The American College of Cardiology (ACC) filed the suit against Health and Human Services Secretary Kathleen Sebelius and the Centers for Medicare & Medicaid Services (CMS) in December of 2009. The suit was dismissed last week.

According to a statement published by the ACC, a judge for the Southern District of Florida dismissed the suit on jurisdictional grounds stating, “The statutory language governing the Medicare program precludes judicial review of the relative value units and the methods for determining the relative value units in the Medicare fee schedule.”

According to complaint filed by the ACC, the CMS ruling on the 2010 Medicare Physician Fee Schedule “indiscriminately and irrationally slashes Medicare payments for all services performed and billed by cardiologists based on information that fails to meet applicable standards for the appropriate use of such data and where the Secretary’s own consultant has acknowledged is erroneous and flawed.”

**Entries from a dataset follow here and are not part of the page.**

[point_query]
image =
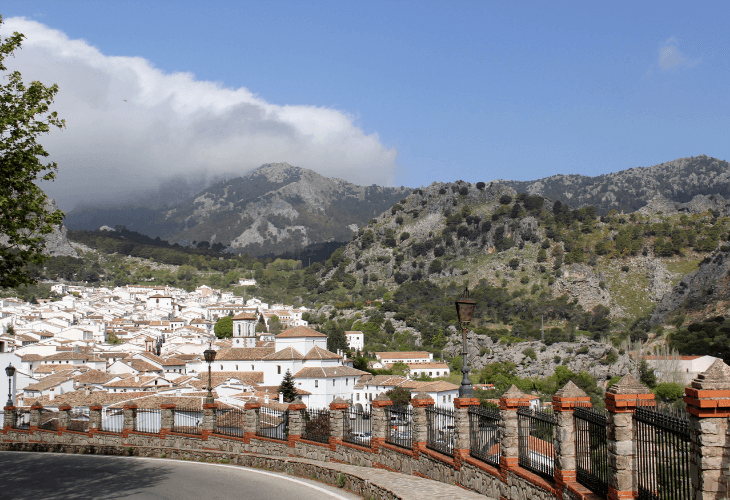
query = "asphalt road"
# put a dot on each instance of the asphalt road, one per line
(35, 476)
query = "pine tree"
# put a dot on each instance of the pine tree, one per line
(287, 387)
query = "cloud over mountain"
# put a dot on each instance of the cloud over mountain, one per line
(133, 129)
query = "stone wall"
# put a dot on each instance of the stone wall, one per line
(708, 403)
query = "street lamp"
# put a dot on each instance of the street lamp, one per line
(464, 310)
(209, 354)
(10, 370)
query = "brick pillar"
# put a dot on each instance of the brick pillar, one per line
(130, 419)
(338, 407)
(621, 401)
(462, 436)
(209, 419)
(64, 419)
(379, 425)
(35, 416)
(251, 423)
(509, 447)
(9, 418)
(167, 419)
(296, 426)
(708, 404)
(94, 417)
(564, 403)
(420, 425)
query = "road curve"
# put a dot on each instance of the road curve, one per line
(34, 476)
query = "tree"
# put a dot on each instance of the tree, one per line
(25, 212)
(224, 327)
(288, 388)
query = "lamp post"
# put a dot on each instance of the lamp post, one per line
(464, 310)
(209, 354)
(10, 370)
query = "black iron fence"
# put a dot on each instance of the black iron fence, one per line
(112, 420)
(78, 419)
(274, 423)
(440, 426)
(21, 419)
(358, 428)
(536, 430)
(316, 425)
(663, 447)
(49, 420)
(591, 448)
(148, 420)
(187, 419)
(230, 422)
(399, 426)
(485, 434)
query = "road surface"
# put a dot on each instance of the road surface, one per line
(35, 476)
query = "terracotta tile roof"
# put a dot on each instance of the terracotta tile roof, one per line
(403, 355)
(287, 353)
(319, 353)
(243, 353)
(299, 331)
(328, 371)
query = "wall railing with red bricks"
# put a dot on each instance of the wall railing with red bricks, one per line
(484, 455)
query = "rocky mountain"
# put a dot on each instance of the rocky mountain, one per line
(678, 181)
(276, 208)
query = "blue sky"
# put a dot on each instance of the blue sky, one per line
(394, 92)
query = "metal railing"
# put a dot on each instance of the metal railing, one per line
(274, 423)
(21, 419)
(230, 422)
(536, 430)
(112, 420)
(316, 425)
(485, 434)
(399, 426)
(49, 420)
(440, 430)
(591, 448)
(78, 419)
(148, 420)
(663, 448)
(187, 419)
(357, 426)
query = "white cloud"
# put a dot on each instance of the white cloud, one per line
(670, 56)
(132, 128)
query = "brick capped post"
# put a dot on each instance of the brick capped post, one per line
(621, 401)
(420, 425)
(379, 424)
(338, 408)
(35, 416)
(130, 419)
(708, 404)
(167, 419)
(509, 448)
(251, 422)
(210, 414)
(9, 418)
(296, 426)
(64, 419)
(462, 436)
(564, 403)
(94, 417)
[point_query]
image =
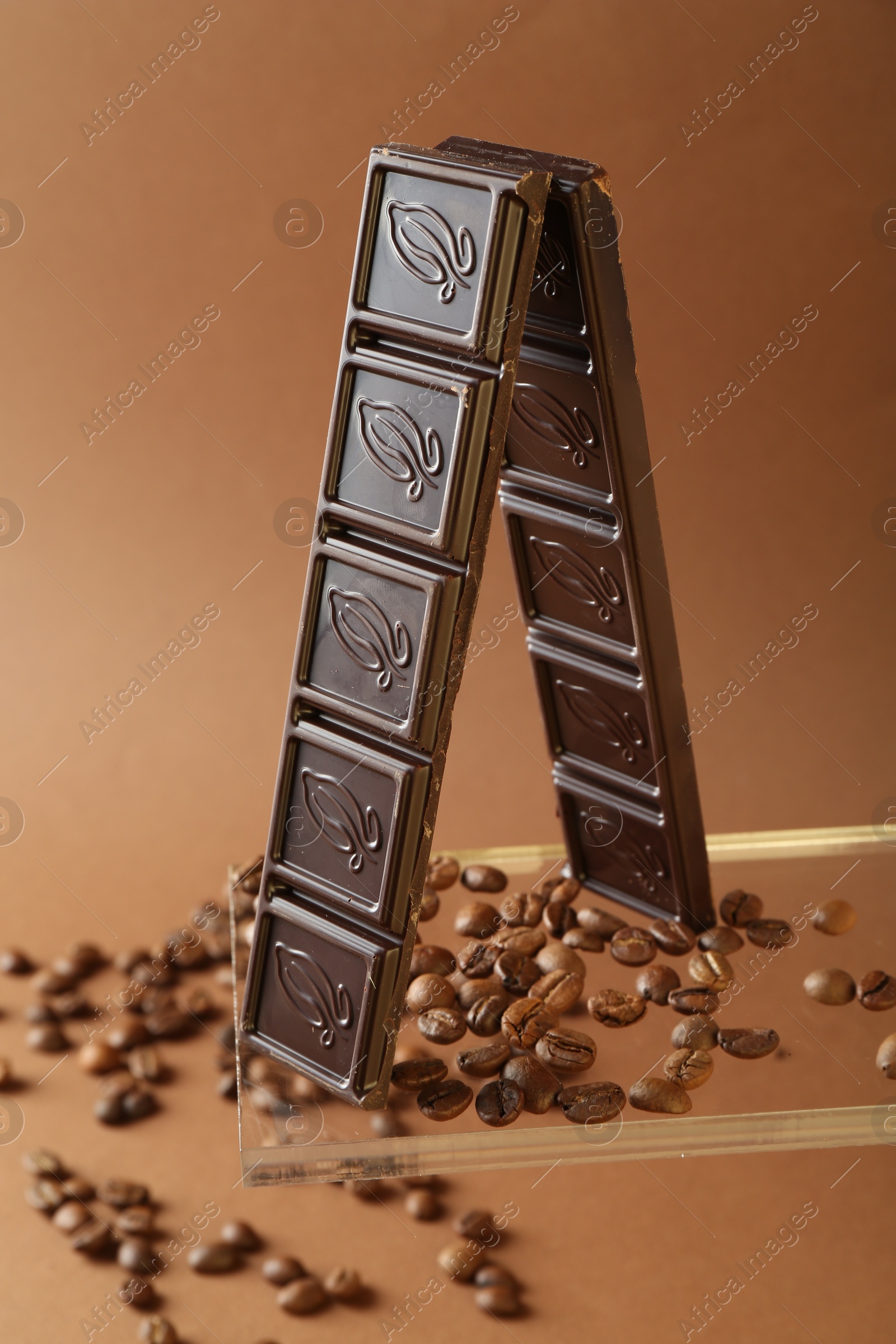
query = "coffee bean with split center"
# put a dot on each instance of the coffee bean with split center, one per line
(500, 1104)
(445, 1100)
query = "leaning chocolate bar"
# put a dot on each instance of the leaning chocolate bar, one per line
(442, 274)
(581, 512)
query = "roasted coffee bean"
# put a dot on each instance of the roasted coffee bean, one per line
(770, 933)
(830, 987)
(429, 991)
(430, 960)
(749, 1042)
(99, 1058)
(559, 990)
(484, 1018)
(876, 991)
(479, 877)
(500, 1104)
(527, 941)
(477, 960)
(486, 1061)
(557, 956)
(442, 871)
(416, 1073)
(423, 1206)
(445, 1100)
(688, 1067)
(672, 936)
(441, 1026)
(461, 1260)
(566, 1052)
(516, 973)
(711, 971)
(526, 1022)
(214, 1258)
(693, 999)
(14, 963)
(886, 1060)
(479, 920)
(613, 1009)
(282, 1269)
(591, 1104)
(156, 1329)
(723, 940)
(740, 908)
(49, 1037)
(656, 984)
(660, 1096)
(633, 946)
(696, 1033)
(834, 917)
(123, 1194)
(92, 1240)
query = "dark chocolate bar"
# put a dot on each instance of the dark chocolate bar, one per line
(581, 514)
(442, 274)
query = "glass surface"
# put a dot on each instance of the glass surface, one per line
(820, 1089)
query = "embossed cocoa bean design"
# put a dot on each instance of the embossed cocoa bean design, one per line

Data from the Physician Practice Information Survey, used to justify the cuts in the payment schedule, was collected from 145 cardiologists. Of those, 55 responses were used to compile the practice expense data for cardiology services, which was less than the survey’s stated goal to use at least 100 respondents per medical specialty, the ACC alleged.

After the judge’s ruling, the ACC released a statement in the ACC Advocate.

“While we are obviously frustrated by the court’s decision, there is no denying that this was going to be an uphill battle given the traditional hesitancy of any court to take on the federal government,” the group wrote in the statement.